ImmyBot will create a profile for the Primary Person you selected for this machine on the Onboarding screen (It does this via the "Create Profile for Primary Person" task)
We do this so subsequent tasks that set user level settings like default PDF handler and default browser, have the profile for the primary person and thus that user's HKCU where those settings live.
For purchasing Immy, do you guys prefer Credit card or invoice? Would you rather us pay monthly, or can we pay all upfront?
We prefer monthly credit card or ACH.
Is Immy able to group devices and then do role based deployments to them? I assume this is done by tags?
Yes, you would accomplish this with tags
BitLocker - does this write the key to Azure AD by chance?
Yes, but we can't verify that it is written to Azure AD as that would require additional privileges that our App Registration doesn't request.
We also write the Bitlocker Recovery Key to Active Directory for Domain Joined machines. This doesn't require any Group Policy setup, or line of site to the domain controller. This works as long as the machine is joined to a domain and there is a domain controller for that domain in ImmyBot.
Is Immy able to reset Windows / Wipe and Reload a computer?
Yes, the current process will be simplified but here's how to do it:
- Click Download ImmyAgent on the left to create a PPKG with the Windows Reset option selected
- Create a Deployment for "Apply Provisioning Package (PPKG)" to deploy the PPKG to the specified machine
ImmyBot Agent logs show an error of "The specified SAS token is expired"
This will occur if the device's system time is incorrect. Ensure that the system time is correct and then restart the ImmyBot Agent Service.
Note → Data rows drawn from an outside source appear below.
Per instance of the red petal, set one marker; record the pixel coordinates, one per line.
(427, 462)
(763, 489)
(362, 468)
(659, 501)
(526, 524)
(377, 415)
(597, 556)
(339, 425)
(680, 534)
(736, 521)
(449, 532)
What are trusted manufacturers?
Dell, HP, and Lenovo are considered trusted manufacturers. A trusted manufacturer is expected to provide unique serial numbers for their devices. We rely on trusted manufactuers and device serial numbers during device identification. If the agent reports it comes from a trusted manufacturer and a computer already exists inside ImmyBot with the same manufacturer and serial number, then we will automatically associated the agent with the existing computer.
Can I embed the ImmyAgent into an image?
Create a PPKG and place it in C:\Recovery\Customizations, create the folder if it doesn't exist.
You can also use SetupComplete This method was confirmed working on Server 2022.
Place both the ImmyAgent EXE installer and the SetupComplete.cmd in the C:\Windows\Setup\Scripts directory Content of SetupComplete.cmd can be as simple as: start C:\Windows\Setup\Scripts\ImmyAgentInstallerBundle.exe /qn
A member of the ImmyBot community also likes to use the below method to embedded a PPKG into an image:
DISM.exe /Image:D:\mount /Add-ProvisioningPackage /PackagePath:C:\Users\Moi\Downloads\ImmyBotAgentInstaller.ppkgDo you take requests for features/software/tasks/scripts?
Yes, please feel welcome to submit a request on the ImmyBot Community
Where do I find a file that was uploaded to a computer through ImmyBot Remote Control?
Files uploaded through ImmyBot Remote Control can be found at %ProgramData%\RemoteControl\Shared
Why am I getting this system update notification?
We have something new and cool, be it a feature or bug fix! The system updates usually take 5-10 minutes to apply and restart your instance. During this time your instance will not be accessible. There are no sessions triggered on any endpoints as a result of the update, and if there are any sessions running when the update starts they will be restarted after the update completes. If you prefer not to think about doing updates, you can also schedule a time for automatic system updates to happen under Show More > Preferences.